Loonbedrijven als [appellante sub 1] vallen veeleer onder de bestemming "Industrieterrein, klasse J", bestemd voor bebouwing met werk- en opslagplaatsen, nu het terrein met name dient als werk- en opslagplaats, dan onder de bestemming "Landelijke bebouwing klasse H".
Daarbij sluit aan dat ook volgens het college het bedrijf ter plaatse niet past, getuige de inspanningen het bedrijf te verplaatsen.
Gelet op het vorenstaande heeft de voorzieningenrechter ten onrechte geoordeeld dat het college terecht heeft geweigerd handhavend op te treden tegen de activiteiten van het loonbedrijf.

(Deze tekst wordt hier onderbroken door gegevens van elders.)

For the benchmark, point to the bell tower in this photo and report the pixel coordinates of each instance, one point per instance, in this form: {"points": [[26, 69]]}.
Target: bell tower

2.4.1.    Uit het vorenstaande volgt dat de voorzieningenrechter wel terecht heeft geoordeeld, dat de transportactiviteiten van [appellante sub 1] in strijd zijn met artikel 16, tweede lid, gelezen in samenhang met artikel 2, zesde lid, van de voorschriften van Plan 1940. Dit wordt niet anders als de transportactiviteiten, zoals [appellante sub 1] betoogt, moeten worden aangemerkt als onderdeel van het loonbedrijf. Ook het loonbedrijf van [appellante sub 1] is immers niet in overeenstemming met de ter plaatse geldende voorschriften van Plan 1940. Voorts is de omstandigheid dat al voor 1940 sprake was van agrarische transporten, wat daar ook van zij, geen aanleiding voor het oordeel dat daartegen niet meer handhavend kan worden opgetreden. Die transporten zijn immers naar aard en omvang onvergelijkbaar met de huidige transportactiviteiten.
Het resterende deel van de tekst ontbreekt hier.